March 30, 2012
In a recent op-ed published in The Motley Fool, PEGCC President & CEO, Steve Judge, highlights private equity’s contribution to the U.S. economy:
The recent attention given to the private equity industry, due in large part to the upcoming November presidential election, has fostered an often lively debate about the utility of the industry for society. Some would have you believe that private equity is not good for the economy, but this claim is an outmoded notion unsupported by the facts. The truth is that private equity delivers the capital necessary for companies to compete, succeed, and grow — driving significant economic benefits that can be felt across the U.S. economy.
The essence of the private equity business model is about long-term investments in companies, people, and ideas. Private equity firms raise money from investors such as public and private pension funds, university endowments, and charitable foundations to invest in underperforming or undervalued companies, called portfolio companies. Private equity managers work to increase the value of the companies they buy through capital investment and managerial expertise. They improve business strategy, purchase more efficient machinery, commercialize new technology, and expand product distribution in an effort to strengthen companies and create value. Many years after the initial investment, private equity firms look to sell portfolio companies at a price higher than they initially paid. If they are successful, the investors realize superior returns.

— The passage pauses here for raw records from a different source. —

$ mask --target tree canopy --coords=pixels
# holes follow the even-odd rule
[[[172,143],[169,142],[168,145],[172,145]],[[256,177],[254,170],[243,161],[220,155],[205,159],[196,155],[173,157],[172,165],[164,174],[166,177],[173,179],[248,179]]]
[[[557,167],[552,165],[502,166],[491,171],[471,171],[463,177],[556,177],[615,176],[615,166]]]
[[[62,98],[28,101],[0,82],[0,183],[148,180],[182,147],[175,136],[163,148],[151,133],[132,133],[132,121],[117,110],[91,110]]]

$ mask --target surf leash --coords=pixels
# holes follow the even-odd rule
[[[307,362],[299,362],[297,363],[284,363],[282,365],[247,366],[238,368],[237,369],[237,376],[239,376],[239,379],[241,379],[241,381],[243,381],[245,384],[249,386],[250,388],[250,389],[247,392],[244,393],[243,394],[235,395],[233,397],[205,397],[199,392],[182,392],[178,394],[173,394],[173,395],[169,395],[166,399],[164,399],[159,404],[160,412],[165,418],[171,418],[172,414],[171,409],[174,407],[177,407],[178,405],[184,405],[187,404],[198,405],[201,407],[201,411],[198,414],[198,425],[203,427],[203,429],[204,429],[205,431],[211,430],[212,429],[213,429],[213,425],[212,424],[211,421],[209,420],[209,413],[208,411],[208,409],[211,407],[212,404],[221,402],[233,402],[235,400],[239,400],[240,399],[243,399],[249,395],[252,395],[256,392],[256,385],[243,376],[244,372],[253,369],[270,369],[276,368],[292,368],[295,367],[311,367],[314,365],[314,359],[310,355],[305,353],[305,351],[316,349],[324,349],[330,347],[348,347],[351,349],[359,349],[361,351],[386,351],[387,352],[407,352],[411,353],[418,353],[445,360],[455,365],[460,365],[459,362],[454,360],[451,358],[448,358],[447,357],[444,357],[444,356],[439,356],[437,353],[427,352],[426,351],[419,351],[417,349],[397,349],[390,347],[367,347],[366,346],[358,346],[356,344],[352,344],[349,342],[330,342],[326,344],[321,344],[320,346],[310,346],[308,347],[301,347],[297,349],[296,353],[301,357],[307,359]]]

Over the past 10 years, 2,400 U.S.-based private equity firms that in one form or another ascribe to this business model invested more than $1.6 trillion in 15,200 U.S.-based companies. By investing in promising companies and those needing a turnaround, private equity has helped grow key sectors of the economy including manufacturing, technology, health care, energy, and retail. In 2011 alone, the private equity industry invested more than $150 billion in U.S. companies, creating jobs and driving economic growth. Investments flow through local communities, saving and creating jobs.